Trois des quatre rivaux étaient des navires composites, construits en bois sur une armature en fer, mais Serica était plus légère, construite uniquement en bois et avait des lignes plus fines que celle de sa demi-soeur Taeping . Son capitaine, Innes, était un chef de mission notoire au tempérament volcanique et, dans les faibles vents autour de l’Équateur, il a rattrapé MacKinnon. Ariel prenait de la vitesse également, et les quatre navires ont passé ensemble le 29 août à Flores, aux Açores.

Taeping (à gauche) et Ariel courent au coude à coude dans la Manche, à trois mois de la Chine.

Le vent est resté fort, soufflant du sud-est, alors que les coureurs se dirigeaient vers la Manche. Peu à peu, ils se mirent dans une ligne, la chance ou la détermination favorisant légèrement Ariel et Taeping sur Fiery Cross et Serica . Toujours ensemble, après 97 jours de mer, les deux dirigeants ont remonté la Manche à vue l'un de l'autre, enregistrant une moyenne de 14 nœuds la majeure partie de la journée alors qu'ils se dirigeaient vers Deal et la fin non officielle de la course au thé. Le matin du 6 septembre, à huit heures, Ariel fut aperçue sur le rivage et signalait son numéro. Pas moins de dix minutes plus tard, Taeping était en vue de revendiquer la deuxième place. Serica était à moins de deux heures de retard, Fiery Cross étant malchanceux et (à Robinson) humiliant 36 heures plus loin.

Même alors, les coureurs semblent avoir été réticents à abandonner leur chasse. Tandis que Keay était incapable de se payer le dernier remorqueur, Taeping a pris 25 minutes d’avance sur Ariel . Lui et MacKinnon ont convenu de partager la prime de 10 shillings par tonne attribuée au premier navire à la maison chaque saison.

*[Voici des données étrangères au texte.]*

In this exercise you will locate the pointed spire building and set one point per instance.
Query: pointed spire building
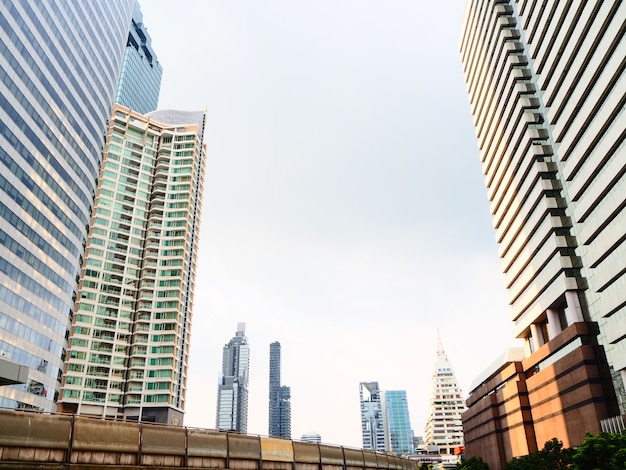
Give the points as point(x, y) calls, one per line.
point(444, 428)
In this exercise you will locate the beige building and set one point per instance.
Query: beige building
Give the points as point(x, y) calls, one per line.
point(129, 342)
point(547, 90)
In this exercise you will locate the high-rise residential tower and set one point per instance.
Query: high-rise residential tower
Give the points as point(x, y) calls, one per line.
point(546, 88)
point(444, 427)
point(397, 422)
point(140, 79)
point(59, 66)
point(372, 417)
point(232, 392)
point(279, 398)
point(129, 343)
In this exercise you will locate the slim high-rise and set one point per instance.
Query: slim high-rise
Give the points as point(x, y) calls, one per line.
point(140, 78)
point(129, 343)
point(397, 422)
point(546, 88)
point(279, 398)
point(232, 392)
point(59, 67)
point(372, 417)
point(443, 426)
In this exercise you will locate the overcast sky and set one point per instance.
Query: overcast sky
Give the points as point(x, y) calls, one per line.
point(345, 214)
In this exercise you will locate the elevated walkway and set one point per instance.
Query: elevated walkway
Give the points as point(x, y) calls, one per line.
point(43, 441)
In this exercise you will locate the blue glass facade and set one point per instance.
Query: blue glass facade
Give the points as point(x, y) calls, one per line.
point(140, 79)
point(400, 434)
point(59, 65)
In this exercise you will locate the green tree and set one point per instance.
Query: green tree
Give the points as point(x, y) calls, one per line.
point(475, 463)
point(605, 451)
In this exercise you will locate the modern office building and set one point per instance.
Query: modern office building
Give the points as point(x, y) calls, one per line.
point(546, 88)
point(311, 437)
point(59, 66)
point(397, 422)
point(444, 428)
point(140, 79)
point(232, 392)
point(129, 342)
point(279, 398)
point(372, 417)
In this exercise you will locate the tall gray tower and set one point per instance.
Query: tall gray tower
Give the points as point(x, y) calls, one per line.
point(372, 417)
point(279, 398)
point(140, 80)
point(59, 68)
point(232, 392)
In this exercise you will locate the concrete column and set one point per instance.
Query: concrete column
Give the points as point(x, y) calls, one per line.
point(573, 312)
point(554, 324)
point(527, 349)
point(537, 336)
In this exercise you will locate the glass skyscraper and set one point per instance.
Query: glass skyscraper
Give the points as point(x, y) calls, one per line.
point(279, 398)
point(140, 79)
point(129, 344)
point(232, 392)
point(398, 422)
point(59, 67)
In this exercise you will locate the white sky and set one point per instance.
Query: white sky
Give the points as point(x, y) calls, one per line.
point(344, 208)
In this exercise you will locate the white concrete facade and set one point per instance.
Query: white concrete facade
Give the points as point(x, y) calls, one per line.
point(547, 92)
point(129, 342)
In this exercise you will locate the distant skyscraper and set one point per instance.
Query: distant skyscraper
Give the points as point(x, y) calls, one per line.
point(232, 392)
point(546, 87)
point(311, 437)
point(140, 80)
point(129, 344)
point(444, 427)
point(372, 417)
point(59, 66)
point(397, 422)
point(279, 398)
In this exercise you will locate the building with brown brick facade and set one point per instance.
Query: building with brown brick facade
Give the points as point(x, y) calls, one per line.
point(546, 88)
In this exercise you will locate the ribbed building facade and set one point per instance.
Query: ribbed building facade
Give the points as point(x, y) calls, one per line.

La course au thé de 1866 a fait sensation dans les cercles sportifs et nautiques britanniques. Ariel et Taeping avaient quitté Fuzhou ensemble et étaient toujours ensemble à leur retour. Le temps de victoire d' Ariel était de sept millièmes sur un pour cent plus rapide que celui de son rival. La course au thé n’a jamais été aussi proche en 30 ans d’histoire.

Sources

Leeds Mercury 13 juin 1866; Glasgow Herald 7 + 12 septembre 1866; George Campbell. Tondeuses à thé en Chine . Londres: Adlard Coles, 1974; Howard Chapelle. La recherche de la vitesse sous voile . Londres: George Allen & Unwin, 1968; Arthur H. Clark. L'époque du navire clipper. Un épitomé de navires Clipper américains et britanniques célèbres, leurs propriétaires, constructeurs, commandants et équipages 1843-1869. New York: GP Putnam's Sons, 1911; Basil Lubbock. Les China Clippers . Glasgow: James Brown, 1919.